Practical steps to reduce your exposure
For organizations using or experimenting with AI coding agents, a few measures meaningfully reduce the likelihood and impact of this class of attack:
- Inventory your AI tools. Build a simple list of which AI agents are in use, by whom, and what they can access. You cannot govern what you cannot see.
- Treat untrusted repositories as untrusted. Do not let an AI agent auto-run setup scripts on code pulled from an unknown source. Run unfamiliar projects in a disposable container or virtual machine, never on a machine holding live credentials.
- Scope and rotate secrets. Give credentials the narrowest permissions that work, store them in a secrets manager rather than plaintext files, and rotate any key that may have been exposed.
- Require human approval for sensitive actions. Configure agents so that running shell commands or reaching external networks needs explicit sign-off, as discussed in when SMBs need a human in the loop.
- Give employees a sanctioned option. A governed, approved AI tool is the most effective way to shrink shadow AI, because it removes the reason people go around IT in the first place.
If you are not sure where your organization stands, our free quick security assessment is a fast way to surface gaps in how AI tools, credentials, and developer access are governed.
The durable lesson
The Mozilla research is a preview of a shift, not a one-off bug. As AI agents take on more autonomous work, the attacker's goal moves from tricking a person to tricking the agent—and the agent often has more access and fewer instincts for suspicion than the person ever did. The defense is not to ban these tools, which deliver real productivity, but to bring them into the light: known, scoped, monitored, and governed.

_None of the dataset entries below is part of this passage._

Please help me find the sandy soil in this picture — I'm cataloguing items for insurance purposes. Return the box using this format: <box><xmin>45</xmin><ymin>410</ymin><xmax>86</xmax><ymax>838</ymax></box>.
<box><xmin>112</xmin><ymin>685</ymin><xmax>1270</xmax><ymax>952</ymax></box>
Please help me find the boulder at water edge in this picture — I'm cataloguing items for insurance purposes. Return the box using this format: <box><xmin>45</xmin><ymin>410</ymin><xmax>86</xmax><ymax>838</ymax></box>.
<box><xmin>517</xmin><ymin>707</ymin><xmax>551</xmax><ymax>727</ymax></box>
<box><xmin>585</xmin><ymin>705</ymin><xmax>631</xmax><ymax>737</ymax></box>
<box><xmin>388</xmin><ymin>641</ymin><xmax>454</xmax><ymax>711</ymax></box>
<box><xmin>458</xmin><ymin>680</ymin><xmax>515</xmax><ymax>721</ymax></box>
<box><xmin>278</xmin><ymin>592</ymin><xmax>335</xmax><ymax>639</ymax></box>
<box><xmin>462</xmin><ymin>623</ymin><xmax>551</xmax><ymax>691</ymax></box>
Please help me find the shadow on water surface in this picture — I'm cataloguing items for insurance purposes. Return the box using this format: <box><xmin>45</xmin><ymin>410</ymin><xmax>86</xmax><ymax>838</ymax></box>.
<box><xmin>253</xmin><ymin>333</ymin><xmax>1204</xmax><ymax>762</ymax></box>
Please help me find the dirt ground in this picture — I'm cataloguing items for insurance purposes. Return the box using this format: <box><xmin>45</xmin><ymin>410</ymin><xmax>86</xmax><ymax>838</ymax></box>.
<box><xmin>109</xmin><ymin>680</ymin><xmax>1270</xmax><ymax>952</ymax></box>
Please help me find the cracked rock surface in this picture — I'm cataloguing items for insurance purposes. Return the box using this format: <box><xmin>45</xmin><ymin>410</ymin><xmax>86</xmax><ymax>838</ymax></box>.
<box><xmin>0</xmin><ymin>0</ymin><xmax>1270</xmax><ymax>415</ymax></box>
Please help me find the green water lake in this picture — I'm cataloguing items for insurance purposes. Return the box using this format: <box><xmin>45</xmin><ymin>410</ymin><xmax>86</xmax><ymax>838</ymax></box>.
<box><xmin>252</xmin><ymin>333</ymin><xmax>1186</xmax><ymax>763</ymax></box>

Shadow AI turns that defense off by default. Every unsanctioned agent is a capable piece of software making decisions on your behalf with no one watching. The poisoned-repository attack simply shows what happens when one of those decisions is made for it by an attacker.
This article is intended for general informational purposes only and does not constitute professional security, legal, or compliance advice. Details about the Mozilla 0DIN proof-of-concept attack on AI coding agents are based on public reporting and research disclosures as of the date of publication and may evolve as the investigation continues. Organizations should consult qualified cybersecurity professionals before acting on any specific indicator of compromise or making operational changes based on this article.